If I run the same binary with memcheck, I get errors like this:

/usr/local/cuda/bin/cuda-memcheck /usr/local/cuda/samples/0_Simple/matrixMul/matrixMul -wA=100 -hA=100 -wB=100 -hB=100 | head ========= CUDA-MEMCHECK ========= Invalid __global__ read of size 4 ========= at 0x00000158 in void matrixMulCUDA<int=32>(float*, float*, float*, int, int) ========= by thread (11,5,0) in block (0,0,0) ========= Address 0xb00213bfc is out of bounds ========= Saved host backtrace up to driver entry point at kernel launch time ========= Host Frame:/usr/lib/libcuda.so (cuLaunchKernel + 0x331) [0x138291] ========= Host Frame:/usr/local/cuda/samples/0_Simple/matrixMul/matrixMul [0x1b5b8] 
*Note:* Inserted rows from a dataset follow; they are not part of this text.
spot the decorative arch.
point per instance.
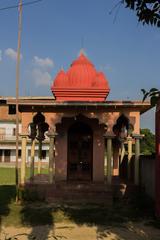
(123, 127)
(80, 151)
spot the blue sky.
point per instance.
(54, 32)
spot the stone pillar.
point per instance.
(116, 160)
(157, 162)
(105, 163)
(52, 157)
(109, 157)
(39, 156)
(3, 160)
(32, 159)
(129, 139)
(137, 155)
(23, 159)
(122, 152)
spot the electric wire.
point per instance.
(17, 5)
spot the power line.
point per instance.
(23, 4)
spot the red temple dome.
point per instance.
(80, 83)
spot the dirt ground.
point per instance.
(60, 231)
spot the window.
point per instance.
(19, 153)
(12, 109)
(44, 153)
(2, 133)
(14, 132)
Please note, the same binary, same Linux, same NVidia driver and same CUDA installation but with a different GPU (GTX 680) works flawlessly even with larger matrices. Only Tesla K20c and GTX Titan seem to have this problem in my system.

Also, the log file in /var/log/messages has a huge number of lines like this:

Jun 11 21:43:40 myhost kernel: [16942.564565] init: Handling drivers-device-added event Jun 11 21:43:41 myhost kernel: [16942.641190] init: Handling drivers-device-removed event 

And when I try to run some self-made CUDA code (kind of a hello world example), I get this error as return value from cudaMemcpy when copying from device to host:

77: an illegal memory access was encountered 

There are no ECC errors in nvidia-smi’s output.

What does it all mean? Do I have a hardware defect? Is there any important configuration for dual GPU nodes I might have missed? Any driver bugs?